Ellen Golub, Ph.D.
Author of PsychoSemitic
Ellen Golub became smitten with Sholem Aleichem, whom she first read in Hebrew at age 10, about fifty years after the Yiddish writer's death. She went on to study Biblical and Hebrew literature at Hebrew College (Boston) and received a Ph.D. in English at SUNY Buffalo, with a minor field in psychoanalysis. Her dissertation was a psychoanalytic interpretation of orality—a fixation on food and mother—in Jewish literature from B’Reshit to Philip Roth. She began her career as a professor on the English and Jewish Studies faculties at the University of Pennsylvania, teaching and writing psychoanalytic interpretations of Jewish literature.

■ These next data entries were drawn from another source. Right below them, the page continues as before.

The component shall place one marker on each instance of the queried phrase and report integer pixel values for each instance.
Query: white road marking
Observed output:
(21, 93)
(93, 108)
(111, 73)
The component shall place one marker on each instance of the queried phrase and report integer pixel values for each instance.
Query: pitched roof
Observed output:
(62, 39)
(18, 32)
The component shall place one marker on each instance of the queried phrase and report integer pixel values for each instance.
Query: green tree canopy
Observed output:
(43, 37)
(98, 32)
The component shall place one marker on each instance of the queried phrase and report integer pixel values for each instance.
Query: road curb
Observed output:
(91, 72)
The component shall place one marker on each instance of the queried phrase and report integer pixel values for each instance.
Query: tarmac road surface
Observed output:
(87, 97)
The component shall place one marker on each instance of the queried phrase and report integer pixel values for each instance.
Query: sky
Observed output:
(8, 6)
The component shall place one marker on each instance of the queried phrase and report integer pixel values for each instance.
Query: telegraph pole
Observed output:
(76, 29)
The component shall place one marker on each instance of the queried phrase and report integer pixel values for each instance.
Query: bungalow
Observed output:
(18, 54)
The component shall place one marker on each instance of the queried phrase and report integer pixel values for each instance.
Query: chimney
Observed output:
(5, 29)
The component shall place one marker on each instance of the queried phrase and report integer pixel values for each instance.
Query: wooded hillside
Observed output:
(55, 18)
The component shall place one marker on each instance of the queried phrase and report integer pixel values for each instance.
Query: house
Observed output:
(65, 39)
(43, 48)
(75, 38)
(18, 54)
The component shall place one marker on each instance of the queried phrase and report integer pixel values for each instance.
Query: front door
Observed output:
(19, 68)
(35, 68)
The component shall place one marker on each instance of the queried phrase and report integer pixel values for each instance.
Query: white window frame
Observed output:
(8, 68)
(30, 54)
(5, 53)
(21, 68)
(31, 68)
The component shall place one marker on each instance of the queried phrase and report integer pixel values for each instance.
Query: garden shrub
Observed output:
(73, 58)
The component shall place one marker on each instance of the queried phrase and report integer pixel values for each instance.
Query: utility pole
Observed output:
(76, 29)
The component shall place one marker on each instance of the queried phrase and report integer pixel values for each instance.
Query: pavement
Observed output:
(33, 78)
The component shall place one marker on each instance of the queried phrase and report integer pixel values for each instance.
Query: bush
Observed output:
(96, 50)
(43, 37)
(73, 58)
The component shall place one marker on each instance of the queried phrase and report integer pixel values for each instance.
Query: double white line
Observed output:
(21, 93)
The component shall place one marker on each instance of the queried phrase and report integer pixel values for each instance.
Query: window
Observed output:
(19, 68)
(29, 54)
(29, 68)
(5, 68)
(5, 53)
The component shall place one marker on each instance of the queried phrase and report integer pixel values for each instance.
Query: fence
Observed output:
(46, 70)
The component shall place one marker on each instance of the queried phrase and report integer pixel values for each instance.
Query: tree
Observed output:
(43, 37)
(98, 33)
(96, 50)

Despite her enthusiasm for fiction, a three year Freudian analysis convinced Golub that Sholem Aleichem would not be returning any time soon. Like her hero, she nevertheless began writing and syndicating articles and stories in the Jewish press. She then received a generous grant from the Hadassah-Brandeis Institute to bring two S.A. characters back to life. She revived Menachem Mendel and Sheyne Sheyndel and placed them in a contemporary American context, giving them Prozac and solving several problems in their marriage. The result is PsychoSemitic, a novel testing the multiple dimensions of Jewish identity.

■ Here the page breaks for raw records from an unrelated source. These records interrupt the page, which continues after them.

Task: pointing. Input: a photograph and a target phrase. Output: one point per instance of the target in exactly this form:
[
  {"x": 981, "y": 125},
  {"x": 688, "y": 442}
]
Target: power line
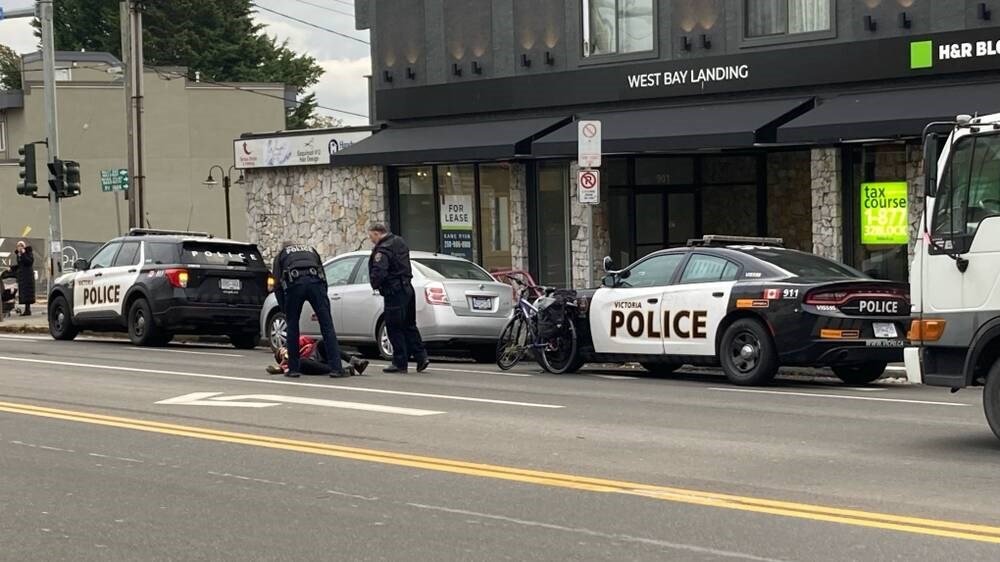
[
  {"x": 327, "y": 8},
  {"x": 310, "y": 24}
]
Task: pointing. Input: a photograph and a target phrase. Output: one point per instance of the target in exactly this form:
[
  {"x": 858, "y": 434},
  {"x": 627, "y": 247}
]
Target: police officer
[
  {"x": 300, "y": 276},
  {"x": 390, "y": 274}
]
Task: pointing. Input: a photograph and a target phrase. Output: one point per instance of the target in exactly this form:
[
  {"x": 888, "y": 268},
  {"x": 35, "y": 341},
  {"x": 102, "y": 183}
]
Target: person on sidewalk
[
  {"x": 25, "y": 276},
  {"x": 390, "y": 274}
]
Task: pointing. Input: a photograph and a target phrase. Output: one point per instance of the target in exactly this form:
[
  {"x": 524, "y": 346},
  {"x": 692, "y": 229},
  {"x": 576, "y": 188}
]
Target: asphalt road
[{"x": 110, "y": 452}]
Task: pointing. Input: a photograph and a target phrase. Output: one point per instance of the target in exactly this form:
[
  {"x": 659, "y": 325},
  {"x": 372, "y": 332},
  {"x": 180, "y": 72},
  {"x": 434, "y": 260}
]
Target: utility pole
[{"x": 45, "y": 15}]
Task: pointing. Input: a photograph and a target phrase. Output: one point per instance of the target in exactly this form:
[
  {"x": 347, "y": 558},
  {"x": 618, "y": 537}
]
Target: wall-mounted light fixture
[{"x": 985, "y": 13}]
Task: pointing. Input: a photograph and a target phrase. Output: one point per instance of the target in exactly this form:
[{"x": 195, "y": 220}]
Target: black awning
[
  {"x": 889, "y": 113},
  {"x": 706, "y": 126},
  {"x": 483, "y": 140}
]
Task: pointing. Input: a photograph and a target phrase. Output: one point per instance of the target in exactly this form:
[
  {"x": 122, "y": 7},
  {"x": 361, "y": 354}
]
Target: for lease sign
[{"x": 884, "y": 214}]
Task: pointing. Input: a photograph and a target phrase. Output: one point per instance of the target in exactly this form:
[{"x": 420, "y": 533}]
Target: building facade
[
  {"x": 793, "y": 118},
  {"x": 188, "y": 128}
]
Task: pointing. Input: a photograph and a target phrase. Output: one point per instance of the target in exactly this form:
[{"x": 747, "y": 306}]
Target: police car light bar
[{"x": 722, "y": 240}]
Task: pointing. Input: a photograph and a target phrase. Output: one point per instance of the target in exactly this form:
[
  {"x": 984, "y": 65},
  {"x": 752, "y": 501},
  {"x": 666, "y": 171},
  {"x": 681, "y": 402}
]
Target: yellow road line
[{"x": 886, "y": 521}]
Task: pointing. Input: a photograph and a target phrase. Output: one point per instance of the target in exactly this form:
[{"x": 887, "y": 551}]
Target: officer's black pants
[
  {"x": 401, "y": 324},
  {"x": 311, "y": 290}
]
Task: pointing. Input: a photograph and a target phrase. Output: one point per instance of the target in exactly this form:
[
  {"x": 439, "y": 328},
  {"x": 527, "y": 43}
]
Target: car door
[
  {"x": 693, "y": 308},
  {"x": 93, "y": 290},
  {"x": 360, "y": 306},
  {"x": 626, "y": 318}
]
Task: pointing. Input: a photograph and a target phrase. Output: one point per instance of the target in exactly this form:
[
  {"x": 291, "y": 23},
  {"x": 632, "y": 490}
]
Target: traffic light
[
  {"x": 71, "y": 178},
  {"x": 28, "y": 184}
]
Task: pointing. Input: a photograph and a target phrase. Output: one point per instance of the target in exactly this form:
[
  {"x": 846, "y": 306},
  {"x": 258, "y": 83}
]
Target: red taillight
[
  {"x": 434, "y": 294},
  {"x": 177, "y": 277}
]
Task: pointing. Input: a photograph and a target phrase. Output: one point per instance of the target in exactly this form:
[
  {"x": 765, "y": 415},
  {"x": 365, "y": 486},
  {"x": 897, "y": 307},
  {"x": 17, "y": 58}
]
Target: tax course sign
[{"x": 884, "y": 213}]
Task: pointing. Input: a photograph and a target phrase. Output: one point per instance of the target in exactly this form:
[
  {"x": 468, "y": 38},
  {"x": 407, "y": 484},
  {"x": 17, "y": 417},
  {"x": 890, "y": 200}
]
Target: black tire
[
  {"x": 661, "y": 369},
  {"x": 859, "y": 375},
  {"x": 275, "y": 330},
  {"x": 747, "y": 353},
  {"x": 511, "y": 345},
  {"x": 142, "y": 330},
  {"x": 244, "y": 341},
  {"x": 991, "y": 398},
  {"x": 61, "y": 325},
  {"x": 563, "y": 357}
]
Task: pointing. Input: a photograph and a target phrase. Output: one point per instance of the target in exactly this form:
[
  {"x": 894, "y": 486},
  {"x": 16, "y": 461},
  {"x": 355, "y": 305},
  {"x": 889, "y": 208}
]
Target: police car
[
  {"x": 749, "y": 305},
  {"x": 156, "y": 284}
]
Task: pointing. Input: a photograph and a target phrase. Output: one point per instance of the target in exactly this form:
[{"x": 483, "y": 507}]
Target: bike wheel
[
  {"x": 511, "y": 345},
  {"x": 560, "y": 354}
]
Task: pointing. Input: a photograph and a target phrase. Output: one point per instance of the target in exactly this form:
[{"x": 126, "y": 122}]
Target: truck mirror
[{"x": 930, "y": 164}]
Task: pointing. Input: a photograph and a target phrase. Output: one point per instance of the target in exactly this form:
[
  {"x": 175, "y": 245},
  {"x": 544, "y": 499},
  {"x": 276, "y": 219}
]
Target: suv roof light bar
[
  {"x": 159, "y": 232},
  {"x": 722, "y": 240}
]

Golub remains a research associate at the Hadassah-Brandeis Institute, where she founded the ezine, 614, and continues to write fiction. She is Professor of Communications and director of the journalism program at Salem State University, where she researches the future of the book. She still dreams of Sholem Aleichem, but only at night now—so there is no need for a restraining order.